Ich arbeite übrigens fleißig an meiner Kantate die ich gerne so bald als möglich in die Welt schikken möchte.

Beyliegende Anzeige zu der mich H: Bischoff aufforderte, bitte so bald als möglich einen Plaz in der Musik: Z: zu gönnen.

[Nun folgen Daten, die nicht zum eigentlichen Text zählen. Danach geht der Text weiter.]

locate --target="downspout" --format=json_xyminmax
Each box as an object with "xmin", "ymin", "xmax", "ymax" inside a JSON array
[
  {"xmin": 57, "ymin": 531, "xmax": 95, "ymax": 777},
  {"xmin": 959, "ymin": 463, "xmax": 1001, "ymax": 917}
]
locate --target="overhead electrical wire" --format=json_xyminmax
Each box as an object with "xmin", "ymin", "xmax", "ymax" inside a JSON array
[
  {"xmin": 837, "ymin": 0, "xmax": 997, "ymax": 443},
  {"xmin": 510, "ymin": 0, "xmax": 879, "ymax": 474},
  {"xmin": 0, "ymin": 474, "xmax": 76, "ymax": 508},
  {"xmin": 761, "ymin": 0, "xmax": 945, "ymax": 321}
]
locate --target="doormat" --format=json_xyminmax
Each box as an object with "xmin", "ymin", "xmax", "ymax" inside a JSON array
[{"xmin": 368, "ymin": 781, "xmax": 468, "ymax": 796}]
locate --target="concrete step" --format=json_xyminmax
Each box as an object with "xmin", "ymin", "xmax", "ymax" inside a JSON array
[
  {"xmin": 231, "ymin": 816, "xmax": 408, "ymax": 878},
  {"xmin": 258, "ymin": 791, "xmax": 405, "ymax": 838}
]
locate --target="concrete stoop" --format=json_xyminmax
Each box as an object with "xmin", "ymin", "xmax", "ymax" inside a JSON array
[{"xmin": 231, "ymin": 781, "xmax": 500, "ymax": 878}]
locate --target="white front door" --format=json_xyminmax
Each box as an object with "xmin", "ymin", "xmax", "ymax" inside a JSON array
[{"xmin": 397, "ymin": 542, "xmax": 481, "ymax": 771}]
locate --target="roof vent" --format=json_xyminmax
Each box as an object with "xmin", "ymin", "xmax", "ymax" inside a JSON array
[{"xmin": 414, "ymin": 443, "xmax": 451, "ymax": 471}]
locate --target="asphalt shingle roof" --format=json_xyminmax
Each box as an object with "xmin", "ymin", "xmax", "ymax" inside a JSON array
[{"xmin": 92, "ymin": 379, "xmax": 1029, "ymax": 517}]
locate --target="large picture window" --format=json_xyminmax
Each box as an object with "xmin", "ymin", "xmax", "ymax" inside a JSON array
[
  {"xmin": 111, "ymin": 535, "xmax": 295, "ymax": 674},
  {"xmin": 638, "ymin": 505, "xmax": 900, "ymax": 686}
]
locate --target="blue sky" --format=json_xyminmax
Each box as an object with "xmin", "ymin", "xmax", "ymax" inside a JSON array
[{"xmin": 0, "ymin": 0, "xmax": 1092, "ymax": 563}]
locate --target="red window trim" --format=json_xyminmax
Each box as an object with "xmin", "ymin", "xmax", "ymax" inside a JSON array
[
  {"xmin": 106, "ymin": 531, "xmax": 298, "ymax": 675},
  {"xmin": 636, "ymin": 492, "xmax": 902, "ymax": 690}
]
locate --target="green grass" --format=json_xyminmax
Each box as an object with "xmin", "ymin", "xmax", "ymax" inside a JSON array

Machen Sie mir bald die Freude etwas von Ihnen zu hören. empfehlen Sie mich Ihrer lieben verehrten Hausfrau und den Kindern aufs herzlichste, und behalten Sie lieb Ihren unveränderlich treuen Freund Weber

Apparat

Zusammenfassung

meldet Rückkunft in Prag; listet die während seines Aufenthalts in München enstandenen Kompositionen auf; betr. Verkauf einer Kunstsammlung von Rochlitz; nennt einige Adressen, an die Rochlitz sich in dieser Sache wenden könne; bittet um Veröffentlichung einer beiliegenden Anzeige in der Musikalischen Zeitung.

Incipit

Schon wieder eingespannt ins Joch, ergreiffe ich

Verantwortlichkeiten

Übertragung
Eveline Bartlitz; Joachim Veit

Überlieferung

  1. London (GB), The British Library (GB-Lbl)
    Signatur: Add. 47843 f. 45

    Quellenbeschreibung

    • 1 Bl. (2 b. S. o. Adr.)

    Dazugehörige Textwiedergaben

    • Foto: Weberiana Cl. VIII, Heft 3, Nr. 10

Einzelstellenerläuterung

  • „… diese in wenig Tagen wieder“Gänsbacher, der sich in dienstlichen Angelegenheiten in Prag aufhielt (vgl. den Brief an Gottfried Weber vom 20. August 1815 inklusive Kommentar), reiste laut Tagebuch am 6. Oktober wieder von dort ab.
  • „… nach Heidelberg zu den Boiseris“Die Brüder Sulpiz (1783–1854) und Melchior (1786–1851) Boisserée waren Kunstsammler und lebten in Heidelberg.